I agree with this somewhat. The other day I was driving home and I saw a sprinkl...

loire280 · on Aug 9, 2024

This week we had a few minutes of downtime on an internal service because of a node rotation that triggered an alert. The responding engineer started to put together a plan to make the service HA (which would have tripled the cost to serve). I asked how frequently the service went down and how many people would be inconvenienced if it did. They didn't know, but when we checked the metrics it had single-digit minutes of downtime this year and fewer than a dozen daily users. We bumped the threshold on the alert to longer than it takes for a pod to be re-scheduled and resolved the ticket.

jack_riminton · on Aug 10, 2024

This is most sensible thing I’ve read on here in a while. Engineers’ obsession with tinkering and perfection is the slow death of many startups. If you’re doing something important like banking or air traffic control fair enough but a CRUD app for booking hair appointments will survive a bit of downtime

zerkten · on Aug 9, 2024

You assume that the teams running these systems achieve acceptable uptime and companies aren't making refunds for missed uptime targets when contracts enforce that, or losing customers. There is definitely a vision for HA at many companies, but they are struggling with and without k8s.

fragmede · on Aug 9, 2024

Why would wanting redundancy be a ZIRP? Is blaming everything on ZIRP like Mercury was in retrograde but for economics dorks?

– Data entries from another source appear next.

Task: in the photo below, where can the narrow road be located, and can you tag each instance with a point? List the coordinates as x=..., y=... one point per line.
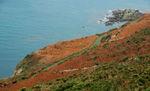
x=95, y=44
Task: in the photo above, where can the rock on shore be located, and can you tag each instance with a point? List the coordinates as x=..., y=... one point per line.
x=122, y=16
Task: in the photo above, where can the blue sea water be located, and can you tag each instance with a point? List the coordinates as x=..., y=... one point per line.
x=28, y=25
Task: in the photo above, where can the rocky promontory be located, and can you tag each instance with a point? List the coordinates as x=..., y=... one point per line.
x=122, y=16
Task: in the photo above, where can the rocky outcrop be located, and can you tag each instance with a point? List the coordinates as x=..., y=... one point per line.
x=122, y=16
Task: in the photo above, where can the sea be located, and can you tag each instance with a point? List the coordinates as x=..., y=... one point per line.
x=29, y=25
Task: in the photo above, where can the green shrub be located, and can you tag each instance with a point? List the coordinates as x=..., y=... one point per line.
x=23, y=89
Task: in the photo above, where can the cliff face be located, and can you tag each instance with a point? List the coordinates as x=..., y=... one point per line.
x=52, y=53
x=81, y=55
x=122, y=16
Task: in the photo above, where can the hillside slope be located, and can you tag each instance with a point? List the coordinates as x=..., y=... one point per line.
x=118, y=45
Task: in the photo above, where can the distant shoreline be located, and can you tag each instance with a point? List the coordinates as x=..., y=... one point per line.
x=119, y=15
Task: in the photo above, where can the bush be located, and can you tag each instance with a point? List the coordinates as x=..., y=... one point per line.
x=125, y=59
x=23, y=89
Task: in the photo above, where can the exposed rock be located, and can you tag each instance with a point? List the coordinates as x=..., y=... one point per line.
x=122, y=16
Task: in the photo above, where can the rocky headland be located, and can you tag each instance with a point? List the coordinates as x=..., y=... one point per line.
x=122, y=16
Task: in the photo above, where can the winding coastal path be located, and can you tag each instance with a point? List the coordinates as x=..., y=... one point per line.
x=95, y=44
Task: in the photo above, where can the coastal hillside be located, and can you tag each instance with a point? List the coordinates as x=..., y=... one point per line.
x=118, y=59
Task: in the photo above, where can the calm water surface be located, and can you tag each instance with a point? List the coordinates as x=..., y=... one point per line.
x=28, y=25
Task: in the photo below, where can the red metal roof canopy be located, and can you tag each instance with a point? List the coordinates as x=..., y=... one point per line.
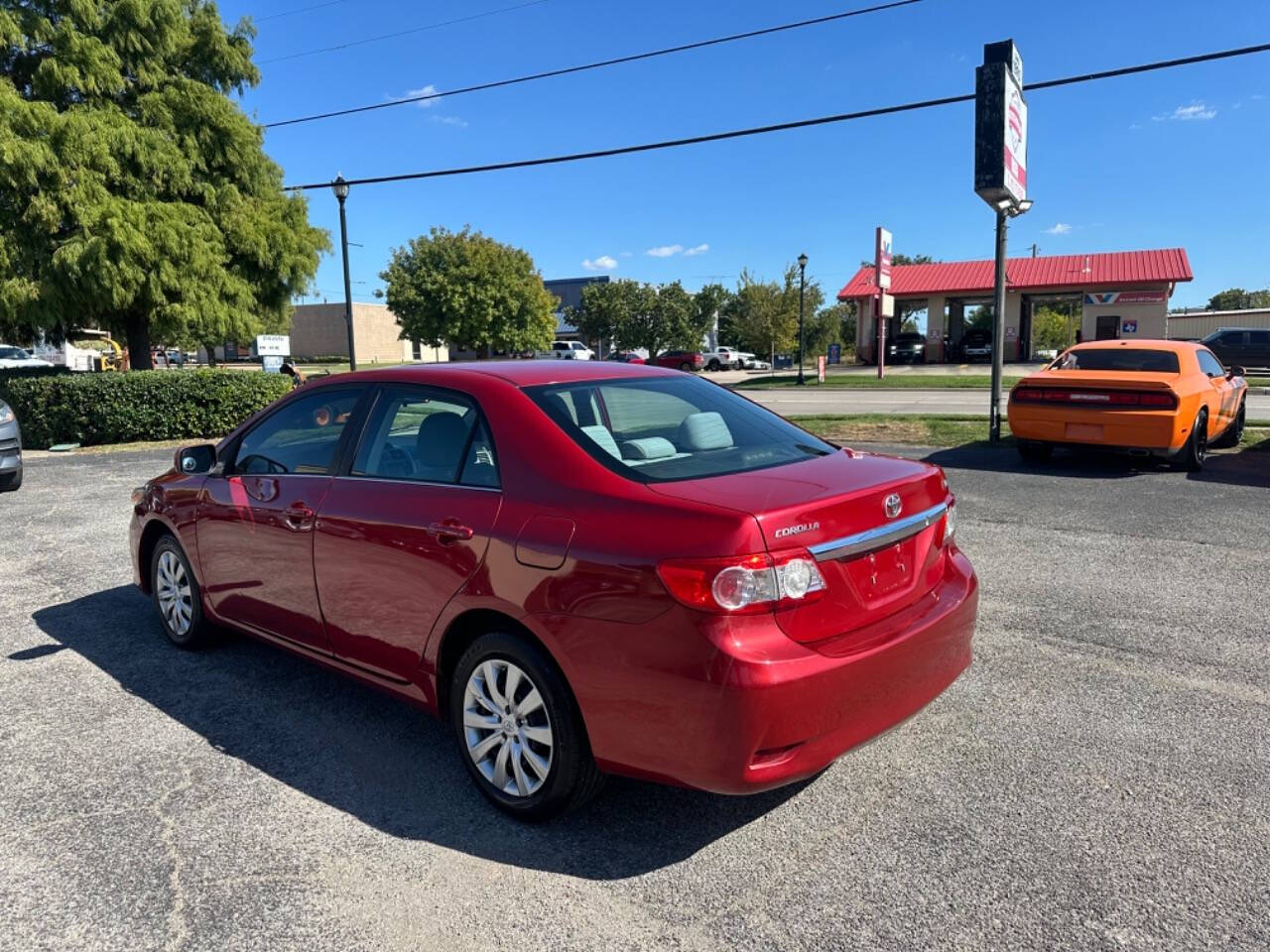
x=1119, y=270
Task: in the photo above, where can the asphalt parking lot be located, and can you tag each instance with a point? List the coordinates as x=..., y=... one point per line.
x=1098, y=779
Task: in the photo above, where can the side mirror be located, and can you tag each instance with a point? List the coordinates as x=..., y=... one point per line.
x=191, y=461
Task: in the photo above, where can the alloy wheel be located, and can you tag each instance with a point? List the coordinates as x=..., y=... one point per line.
x=507, y=728
x=176, y=597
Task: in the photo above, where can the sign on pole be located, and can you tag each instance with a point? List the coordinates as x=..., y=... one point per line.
x=883, y=259
x=273, y=345
x=1000, y=126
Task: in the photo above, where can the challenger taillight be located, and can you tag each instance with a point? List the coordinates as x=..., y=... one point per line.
x=1112, y=399
x=743, y=584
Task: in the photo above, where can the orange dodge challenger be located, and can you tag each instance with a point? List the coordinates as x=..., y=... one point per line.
x=1148, y=398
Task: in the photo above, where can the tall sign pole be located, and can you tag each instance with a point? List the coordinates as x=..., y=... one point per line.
x=881, y=311
x=1000, y=177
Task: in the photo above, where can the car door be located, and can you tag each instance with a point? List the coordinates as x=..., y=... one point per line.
x=255, y=520
x=408, y=525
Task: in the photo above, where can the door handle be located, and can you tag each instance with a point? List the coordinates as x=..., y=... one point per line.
x=299, y=518
x=449, y=531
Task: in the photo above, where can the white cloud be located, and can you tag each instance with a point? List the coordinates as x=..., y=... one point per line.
x=430, y=90
x=665, y=250
x=1188, y=113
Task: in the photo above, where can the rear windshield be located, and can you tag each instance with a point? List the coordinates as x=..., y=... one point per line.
x=1118, y=358
x=657, y=429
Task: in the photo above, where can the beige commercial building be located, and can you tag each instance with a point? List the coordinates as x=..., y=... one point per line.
x=320, y=330
x=1119, y=295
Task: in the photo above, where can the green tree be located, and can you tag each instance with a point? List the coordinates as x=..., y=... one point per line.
x=468, y=291
x=1238, y=298
x=135, y=193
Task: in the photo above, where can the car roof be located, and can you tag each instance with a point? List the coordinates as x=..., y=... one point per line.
x=521, y=373
x=1174, y=345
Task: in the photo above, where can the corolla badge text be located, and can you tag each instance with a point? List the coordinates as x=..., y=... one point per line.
x=797, y=530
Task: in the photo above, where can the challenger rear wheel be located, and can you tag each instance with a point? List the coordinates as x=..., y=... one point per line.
x=1233, y=434
x=1197, y=447
x=518, y=729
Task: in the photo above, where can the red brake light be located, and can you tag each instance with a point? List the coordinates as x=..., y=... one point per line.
x=743, y=584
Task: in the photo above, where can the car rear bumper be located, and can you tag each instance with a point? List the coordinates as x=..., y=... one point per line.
x=734, y=706
x=1152, y=430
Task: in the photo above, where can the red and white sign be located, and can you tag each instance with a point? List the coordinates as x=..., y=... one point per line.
x=1016, y=140
x=1125, y=298
x=881, y=258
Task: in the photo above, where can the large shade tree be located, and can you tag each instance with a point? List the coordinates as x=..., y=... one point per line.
x=468, y=291
x=134, y=191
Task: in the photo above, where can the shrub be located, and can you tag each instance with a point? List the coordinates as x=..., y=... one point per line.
x=140, y=405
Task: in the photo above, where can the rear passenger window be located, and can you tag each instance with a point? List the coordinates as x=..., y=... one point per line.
x=423, y=435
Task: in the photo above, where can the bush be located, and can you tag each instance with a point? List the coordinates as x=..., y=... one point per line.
x=139, y=405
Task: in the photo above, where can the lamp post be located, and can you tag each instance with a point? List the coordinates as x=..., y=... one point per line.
x=802, y=290
x=340, y=188
x=1006, y=208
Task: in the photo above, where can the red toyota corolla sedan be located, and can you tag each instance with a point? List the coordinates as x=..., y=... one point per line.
x=585, y=567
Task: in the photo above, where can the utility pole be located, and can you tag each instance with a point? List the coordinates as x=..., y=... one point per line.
x=340, y=188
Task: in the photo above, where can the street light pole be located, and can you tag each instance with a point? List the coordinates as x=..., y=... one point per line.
x=340, y=188
x=802, y=291
x=998, y=327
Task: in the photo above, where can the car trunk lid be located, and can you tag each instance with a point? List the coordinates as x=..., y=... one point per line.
x=876, y=558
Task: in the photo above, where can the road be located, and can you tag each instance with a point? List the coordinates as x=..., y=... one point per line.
x=790, y=403
x=1097, y=779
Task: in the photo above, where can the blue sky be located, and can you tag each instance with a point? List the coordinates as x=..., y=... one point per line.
x=1175, y=158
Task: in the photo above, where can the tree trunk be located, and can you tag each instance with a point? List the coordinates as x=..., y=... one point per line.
x=136, y=326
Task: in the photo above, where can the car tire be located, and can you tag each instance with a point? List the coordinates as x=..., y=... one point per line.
x=1197, y=445
x=1034, y=451
x=503, y=761
x=1233, y=434
x=177, y=597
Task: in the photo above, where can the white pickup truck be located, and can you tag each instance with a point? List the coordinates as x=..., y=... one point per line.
x=567, y=350
x=728, y=358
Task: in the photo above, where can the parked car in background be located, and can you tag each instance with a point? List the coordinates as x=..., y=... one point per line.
x=976, y=345
x=1247, y=347
x=725, y=358
x=461, y=537
x=13, y=357
x=907, y=348
x=10, y=449
x=1169, y=399
x=681, y=359
x=568, y=350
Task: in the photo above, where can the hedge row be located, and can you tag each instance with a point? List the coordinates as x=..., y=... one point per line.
x=139, y=405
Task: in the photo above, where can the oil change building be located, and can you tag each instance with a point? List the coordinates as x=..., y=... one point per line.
x=1119, y=295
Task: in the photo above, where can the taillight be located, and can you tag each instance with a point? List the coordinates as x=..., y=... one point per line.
x=1093, y=398
x=743, y=584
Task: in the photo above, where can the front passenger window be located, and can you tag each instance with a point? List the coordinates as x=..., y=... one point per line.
x=300, y=438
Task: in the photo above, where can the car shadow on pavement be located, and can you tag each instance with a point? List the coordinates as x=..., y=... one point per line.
x=373, y=757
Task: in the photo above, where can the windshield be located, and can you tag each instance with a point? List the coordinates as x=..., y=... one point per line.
x=1118, y=358
x=657, y=429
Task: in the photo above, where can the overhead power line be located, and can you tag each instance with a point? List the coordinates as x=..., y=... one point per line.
x=299, y=9
x=403, y=33
x=597, y=64
x=793, y=125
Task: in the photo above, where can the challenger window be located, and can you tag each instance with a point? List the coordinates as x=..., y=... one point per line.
x=656, y=429
x=423, y=435
x=300, y=438
x=1118, y=358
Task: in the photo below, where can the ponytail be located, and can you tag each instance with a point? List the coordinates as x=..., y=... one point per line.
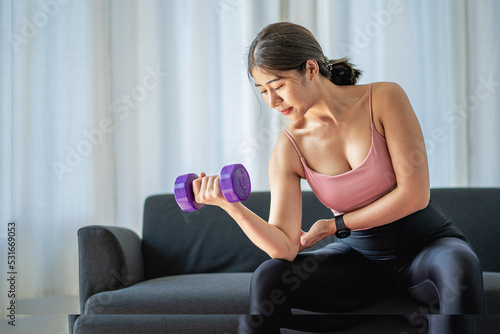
x=342, y=72
x=285, y=46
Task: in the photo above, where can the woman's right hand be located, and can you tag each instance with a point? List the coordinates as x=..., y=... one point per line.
x=321, y=229
x=206, y=190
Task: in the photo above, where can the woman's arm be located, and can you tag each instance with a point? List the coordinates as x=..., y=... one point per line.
x=280, y=238
x=393, y=115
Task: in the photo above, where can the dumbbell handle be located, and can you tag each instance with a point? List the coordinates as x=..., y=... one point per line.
x=234, y=183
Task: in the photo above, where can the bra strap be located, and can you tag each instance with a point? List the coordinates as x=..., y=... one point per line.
x=370, y=102
x=293, y=142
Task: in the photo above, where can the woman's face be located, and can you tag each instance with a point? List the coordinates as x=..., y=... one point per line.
x=285, y=91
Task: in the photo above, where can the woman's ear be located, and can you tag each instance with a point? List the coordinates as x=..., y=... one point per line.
x=312, y=69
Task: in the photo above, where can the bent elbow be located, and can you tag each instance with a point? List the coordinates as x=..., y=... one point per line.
x=284, y=254
x=420, y=201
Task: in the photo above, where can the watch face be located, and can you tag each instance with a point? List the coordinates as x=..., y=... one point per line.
x=343, y=233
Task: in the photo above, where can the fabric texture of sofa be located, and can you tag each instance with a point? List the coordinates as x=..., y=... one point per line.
x=190, y=272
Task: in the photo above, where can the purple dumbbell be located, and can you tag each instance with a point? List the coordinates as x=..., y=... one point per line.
x=234, y=184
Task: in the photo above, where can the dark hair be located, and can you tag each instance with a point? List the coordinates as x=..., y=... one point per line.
x=286, y=46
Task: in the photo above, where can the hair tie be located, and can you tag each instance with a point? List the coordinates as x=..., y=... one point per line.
x=328, y=64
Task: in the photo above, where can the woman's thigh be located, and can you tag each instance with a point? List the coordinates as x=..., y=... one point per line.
x=447, y=276
x=331, y=279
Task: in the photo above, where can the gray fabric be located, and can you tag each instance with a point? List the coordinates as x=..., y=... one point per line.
x=476, y=212
x=206, y=250
x=156, y=323
x=207, y=240
x=492, y=292
x=110, y=258
x=226, y=293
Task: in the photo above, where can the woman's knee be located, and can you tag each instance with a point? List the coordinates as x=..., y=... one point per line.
x=457, y=273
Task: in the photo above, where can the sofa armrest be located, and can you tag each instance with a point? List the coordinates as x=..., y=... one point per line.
x=110, y=258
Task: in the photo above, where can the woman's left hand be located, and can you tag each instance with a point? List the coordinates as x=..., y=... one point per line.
x=206, y=190
x=321, y=229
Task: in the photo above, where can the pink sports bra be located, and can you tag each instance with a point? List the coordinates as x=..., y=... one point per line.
x=366, y=183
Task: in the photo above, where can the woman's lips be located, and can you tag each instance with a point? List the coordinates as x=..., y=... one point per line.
x=286, y=111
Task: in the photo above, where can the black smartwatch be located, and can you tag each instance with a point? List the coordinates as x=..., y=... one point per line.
x=342, y=231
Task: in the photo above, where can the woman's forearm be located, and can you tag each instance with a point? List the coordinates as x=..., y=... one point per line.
x=389, y=208
x=267, y=237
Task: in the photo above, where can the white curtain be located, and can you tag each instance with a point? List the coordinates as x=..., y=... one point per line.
x=105, y=102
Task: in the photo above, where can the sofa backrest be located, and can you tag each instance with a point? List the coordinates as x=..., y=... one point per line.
x=476, y=212
x=208, y=240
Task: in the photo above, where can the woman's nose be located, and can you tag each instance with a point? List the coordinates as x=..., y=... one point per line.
x=274, y=100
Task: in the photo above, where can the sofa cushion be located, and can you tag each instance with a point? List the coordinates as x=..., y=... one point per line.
x=476, y=212
x=208, y=240
x=156, y=323
x=181, y=294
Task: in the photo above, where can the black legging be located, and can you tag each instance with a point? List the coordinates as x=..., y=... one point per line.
x=433, y=263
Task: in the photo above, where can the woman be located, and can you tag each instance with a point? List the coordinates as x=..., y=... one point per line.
x=361, y=149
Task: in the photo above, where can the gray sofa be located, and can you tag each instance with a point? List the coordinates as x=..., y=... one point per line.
x=190, y=272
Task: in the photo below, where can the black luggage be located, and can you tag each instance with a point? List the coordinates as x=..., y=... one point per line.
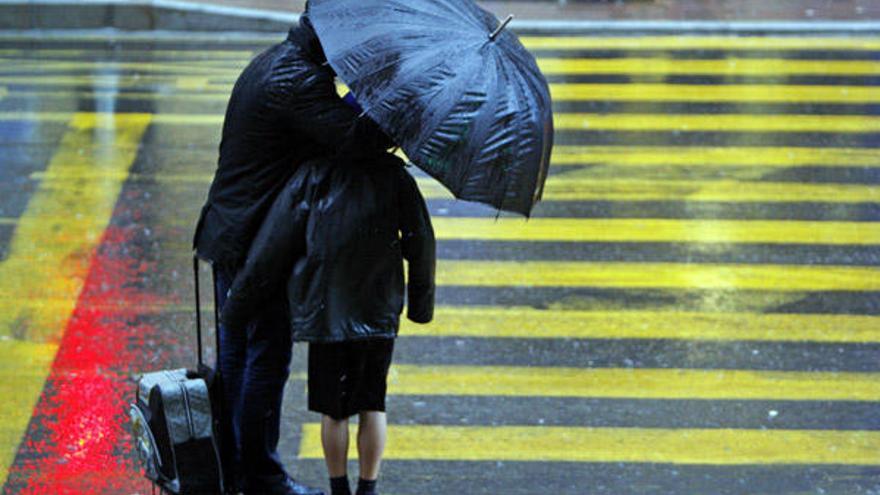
x=174, y=420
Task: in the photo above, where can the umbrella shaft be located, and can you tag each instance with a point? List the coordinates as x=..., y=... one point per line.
x=502, y=26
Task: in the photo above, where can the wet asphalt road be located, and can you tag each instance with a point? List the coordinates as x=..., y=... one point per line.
x=695, y=308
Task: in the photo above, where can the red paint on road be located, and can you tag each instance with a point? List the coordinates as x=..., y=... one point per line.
x=78, y=442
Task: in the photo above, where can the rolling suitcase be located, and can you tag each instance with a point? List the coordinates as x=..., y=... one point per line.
x=174, y=421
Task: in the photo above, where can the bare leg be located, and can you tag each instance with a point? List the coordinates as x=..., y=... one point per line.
x=372, y=432
x=334, y=439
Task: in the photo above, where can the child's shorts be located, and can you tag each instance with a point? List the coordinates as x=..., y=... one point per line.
x=346, y=378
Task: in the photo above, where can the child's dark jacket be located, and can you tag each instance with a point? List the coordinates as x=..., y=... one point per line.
x=337, y=235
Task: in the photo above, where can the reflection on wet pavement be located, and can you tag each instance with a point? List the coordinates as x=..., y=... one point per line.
x=694, y=308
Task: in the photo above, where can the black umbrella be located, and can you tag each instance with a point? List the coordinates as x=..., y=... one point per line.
x=461, y=95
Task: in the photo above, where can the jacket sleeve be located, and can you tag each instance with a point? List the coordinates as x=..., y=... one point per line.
x=419, y=249
x=279, y=242
x=305, y=97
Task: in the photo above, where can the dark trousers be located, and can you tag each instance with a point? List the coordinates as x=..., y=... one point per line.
x=254, y=366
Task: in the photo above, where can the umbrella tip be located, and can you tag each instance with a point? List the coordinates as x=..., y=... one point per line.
x=500, y=27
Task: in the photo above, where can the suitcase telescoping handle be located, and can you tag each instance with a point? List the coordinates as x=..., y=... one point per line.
x=199, y=310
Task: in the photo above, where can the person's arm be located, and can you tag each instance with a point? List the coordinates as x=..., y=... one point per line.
x=304, y=96
x=277, y=245
x=419, y=249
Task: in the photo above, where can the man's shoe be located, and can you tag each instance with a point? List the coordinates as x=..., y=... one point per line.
x=287, y=487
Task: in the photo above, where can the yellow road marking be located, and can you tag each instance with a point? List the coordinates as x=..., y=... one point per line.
x=658, y=275
x=180, y=68
x=744, y=93
x=552, y=66
x=581, y=188
x=766, y=156
x=111, y=81
x=678, y=42
x=533, y=381
x=717, y=123
x=636, y=445
x=527, y=322
x=724, y=67
x=200, y=56
x=561, y=188
x=49, y=256
x=657, y=230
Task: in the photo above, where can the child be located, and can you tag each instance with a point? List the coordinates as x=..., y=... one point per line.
x=337, y=234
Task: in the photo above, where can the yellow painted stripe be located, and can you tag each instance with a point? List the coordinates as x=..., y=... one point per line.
x=161, y=119
x=527, y=322
x=49, y=256
x=561, y=188
x=85, y=67
x=765, y=156
x=200, y=56
x=678, y=42
x=657, y=230
x=717, y=123
x=631, y=445
x=636, y=122
x=107, y=81
x=723, y=67
x=744, y=93
x=658, y=275
x=551, y=66
x=580, y=188
x=533, y=381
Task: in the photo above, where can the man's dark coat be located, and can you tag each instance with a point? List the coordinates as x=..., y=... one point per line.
x=284, y=110
x=337, y=235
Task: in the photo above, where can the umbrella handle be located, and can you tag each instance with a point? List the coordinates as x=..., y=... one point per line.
x=502, y=26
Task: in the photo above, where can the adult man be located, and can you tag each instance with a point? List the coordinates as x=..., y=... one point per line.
x=283, y=111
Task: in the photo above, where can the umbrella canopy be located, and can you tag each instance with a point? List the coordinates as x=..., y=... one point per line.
x=469, y=108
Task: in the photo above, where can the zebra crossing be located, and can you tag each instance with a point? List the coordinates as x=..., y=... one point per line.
x=692, y=309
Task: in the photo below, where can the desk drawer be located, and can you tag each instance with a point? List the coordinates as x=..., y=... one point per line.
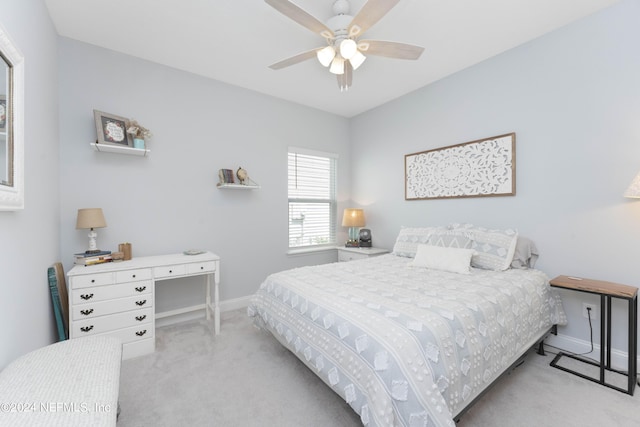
x=201, y=267
x=97, y=279
x=101, y=324
x=165, y=272
x=133, y=275
x=102, y=308
x=101, y=293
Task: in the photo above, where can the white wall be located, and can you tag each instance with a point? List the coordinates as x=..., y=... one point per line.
x=168, y=202
x=573, y=99
x=29, y=238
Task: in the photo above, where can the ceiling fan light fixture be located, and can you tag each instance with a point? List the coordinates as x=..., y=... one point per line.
x=337, y=65
x=357, y=59
x=326, y=55
x=348, y=48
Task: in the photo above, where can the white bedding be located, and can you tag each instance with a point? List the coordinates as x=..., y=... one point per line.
x=406, y=346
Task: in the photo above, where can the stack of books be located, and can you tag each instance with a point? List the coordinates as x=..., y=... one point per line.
x=84, y=258
x=226, y=176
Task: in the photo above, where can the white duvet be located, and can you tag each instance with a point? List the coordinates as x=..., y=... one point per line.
x=406, y=346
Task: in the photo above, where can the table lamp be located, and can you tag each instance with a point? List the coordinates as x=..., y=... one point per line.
x=354, y=219
x=91, y=218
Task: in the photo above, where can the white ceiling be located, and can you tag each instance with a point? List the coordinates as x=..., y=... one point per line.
x=234, y=41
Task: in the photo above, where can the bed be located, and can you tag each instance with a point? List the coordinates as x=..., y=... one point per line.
x=412, y=338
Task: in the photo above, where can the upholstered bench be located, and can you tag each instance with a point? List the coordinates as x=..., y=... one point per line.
x=69, y=383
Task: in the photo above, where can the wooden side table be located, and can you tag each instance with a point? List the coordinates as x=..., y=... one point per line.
x=606, y=290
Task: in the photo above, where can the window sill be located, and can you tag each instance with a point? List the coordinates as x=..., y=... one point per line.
x=311, y=250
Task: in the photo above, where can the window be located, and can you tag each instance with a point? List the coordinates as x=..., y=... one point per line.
x=312, y=198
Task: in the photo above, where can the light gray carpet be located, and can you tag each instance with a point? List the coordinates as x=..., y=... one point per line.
x=244, y=377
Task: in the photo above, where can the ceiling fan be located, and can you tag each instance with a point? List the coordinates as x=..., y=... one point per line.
x=345, y=51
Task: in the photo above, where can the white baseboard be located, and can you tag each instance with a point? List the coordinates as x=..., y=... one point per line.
x=619, y=358
x=234, y=304
x=227, y=305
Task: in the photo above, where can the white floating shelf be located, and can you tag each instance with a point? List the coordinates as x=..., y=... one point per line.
x=238, y=186
x=120, y=150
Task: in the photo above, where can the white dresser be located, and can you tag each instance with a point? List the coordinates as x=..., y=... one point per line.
x=117, y=298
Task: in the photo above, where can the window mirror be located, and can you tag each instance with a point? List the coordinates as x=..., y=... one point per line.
x=11, y=124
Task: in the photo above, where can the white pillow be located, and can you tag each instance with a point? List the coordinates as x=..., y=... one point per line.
x=409, y=238
x=494, y=248
x=454, y=260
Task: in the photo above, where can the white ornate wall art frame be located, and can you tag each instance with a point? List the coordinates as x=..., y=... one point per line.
x=482, y=168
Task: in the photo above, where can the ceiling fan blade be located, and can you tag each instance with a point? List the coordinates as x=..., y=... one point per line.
x=371, y=12
x=301, y=17
x=390, y=49
x=295, y=59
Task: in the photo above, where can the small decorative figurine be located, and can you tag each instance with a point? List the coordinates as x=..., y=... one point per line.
x=242, y=175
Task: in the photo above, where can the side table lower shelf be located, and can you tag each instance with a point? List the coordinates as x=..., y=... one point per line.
x=606, y=290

consteval · on Aug 9, 2024

It depends on the cost of complexity you're adding. Adding another database or whatever is really not that complex so yeah sure, go for it.

But a lot of companies are building distributed systems purely because they want this ultra-low downtime. Distributed systems are HARD. You get an entire set of problems you don't get otherwise, and the complexity explodes.

Often, in my opinion, this is not justified. Saving a few minutes of downtime in exchange for making your application orders of magnitude more complex is just not worth it.

Distributed systems solve distributed problems. They're overkill if you just want better uptime or crisis recovery. You can do that with a monolith and a database and get 99.99% of the way there. That's good enough.

addaon · on Aug 9, 2024

Redundancy, like most engineering choices, is a cost/benefit tradeoff. If the costs are distorted, the result of the tradeoff study will be distorted from the decisions that would be made in "more normal" times.

felixgallo · on Aug 9, 2024

Because the company overhired to the point where people were sitting around dreaming up useless features just to justify their workday.